This one-dish seafood lasagna dinner is easy to make and packs a colossal punch. An assortment of seafood paired with creamy and rich cheeses and cut by the sharp flavors of fennel and pernod.
Ingredients:
- 1 batch seafood sauce
- 1 batch filling
- 1 ¼ lbs lasagna noodles
- ½ cup parmesan, grated
- Salt & FGBP to taste
- Seafood Sauce
- 2 Tbsp olive oil
- 2 Tbsp butter:
- 1 onion, diced
- 4 cloves garlic, minced
- 4 cups canned organic plum tomatoes
- 2 Tbsp tomato paste
- ½ cup white wine
- ½ cup fresh basil, chopped
- 2 tsp fennel seed
- 1 cup heavy cream
- 2 Tbsp pernod
- 2 whole Maine lobsters, boiled, de-shelled - GET SOME
- 1 LB shrimp, shelled, deveined, lightly poached
- 1 LB scallops, cleaned, lightly poached
- Salt & FGBP to taste
Filling:
-
3 cups ricotta
-
8 oz cream cheese, room temp
-
2 eggs
-
10 oz spinach, steamed, drained, chopped
-
1 LB lump crabmeat, cooked, shredded
-
1 red pepper, seeded, diced
-
1 bunch scallion, greens only, sliced
-
½ cup fresh basil, chopped
-
1 ½ LBs mozzarella, thinly sliced
-
Salt & FGBP to taste
Preparation:
Seafood sauce: Heat olive oil in a pot over medium-high heat. Add onions to sweat. Once the onions have started to turn translucent and aromatic, add in the garlic and give a quick stir.
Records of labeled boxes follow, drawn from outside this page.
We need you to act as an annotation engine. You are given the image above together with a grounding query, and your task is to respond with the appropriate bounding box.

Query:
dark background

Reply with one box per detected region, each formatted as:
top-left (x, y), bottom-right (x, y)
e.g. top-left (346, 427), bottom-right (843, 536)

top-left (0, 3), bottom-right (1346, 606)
Deglaze the pan with the wine and add in tomatoes, tomato paste, basil, fennel, and season with salt & freshly ground black pepper.
Reduce the heat and simmer for 45 minutes. Don’t forget to give it a stir here and there. While this step is taking place, make your filling. After 45 minutes, stir in the heavy cream and add in all of the seafood. Cook for 5 minutes. Remove from heat and reserve for assembly.
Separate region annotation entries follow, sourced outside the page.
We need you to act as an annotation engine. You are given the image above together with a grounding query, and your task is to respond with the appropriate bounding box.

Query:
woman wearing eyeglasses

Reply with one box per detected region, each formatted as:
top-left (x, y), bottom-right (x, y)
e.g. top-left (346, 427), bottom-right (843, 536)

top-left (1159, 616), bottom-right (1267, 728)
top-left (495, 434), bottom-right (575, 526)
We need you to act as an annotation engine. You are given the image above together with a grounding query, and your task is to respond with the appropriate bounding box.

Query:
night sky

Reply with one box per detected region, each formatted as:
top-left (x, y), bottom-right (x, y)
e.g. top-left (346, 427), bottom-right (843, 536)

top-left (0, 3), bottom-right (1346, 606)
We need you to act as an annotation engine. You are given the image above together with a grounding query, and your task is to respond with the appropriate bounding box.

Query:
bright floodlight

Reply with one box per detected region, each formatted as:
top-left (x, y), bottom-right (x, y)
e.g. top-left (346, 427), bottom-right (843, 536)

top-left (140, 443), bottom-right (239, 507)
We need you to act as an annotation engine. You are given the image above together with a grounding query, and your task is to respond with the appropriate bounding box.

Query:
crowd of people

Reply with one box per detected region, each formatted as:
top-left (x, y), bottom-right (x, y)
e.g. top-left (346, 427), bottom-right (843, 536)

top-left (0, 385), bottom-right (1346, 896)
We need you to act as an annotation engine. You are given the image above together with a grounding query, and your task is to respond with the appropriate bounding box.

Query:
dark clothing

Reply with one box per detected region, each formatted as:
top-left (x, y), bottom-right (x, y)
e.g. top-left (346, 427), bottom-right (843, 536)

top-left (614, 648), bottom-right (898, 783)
Filling: In a large mixing bowl, whip the ricotta until smooth. Season heavily at this stage because ricotta and any dairy take a good amount of seasoning before its effect actually comes through. Whip in cream cheese and egg until combined. Using a spoon, mix in all other ingredients, including the lobster and adjust seasoning accordingly.
For the Main Event:
- Preheat the oven to 350 degrees F.
- Bring a large pot of heavily salted water to a boil. Cook lasagna noodles as directed on packaging and cool in running water.
- Grease a large baking dish or casserole dish with butter.
Place a thin layer of sauce without any seafood in it to cover the bottom of the dish. Add a layer of noodles. Add half of the filling, followed by half of the seafood sauce. Cover the sauce with a layer of mozzarella and parmesan cheese.
Now more noodles!
Time to add the rest of the filling. Now add the remaining sauce topped with mozzarella and parmesan.
Finally, top with another layer of noodles, a little remaining sauce and a few pieces of mozzarella. Sprinkle with remaining parmesan cheese, a little salt and a few cracks of black pepper.
Place this masterpiece into the oven and bake until browned and bubbly, approx. 50 minutes.
Once cooked, remove from the oven and let sit for 10 minutes before serving it up to family and friends who will now claim you are a master chef!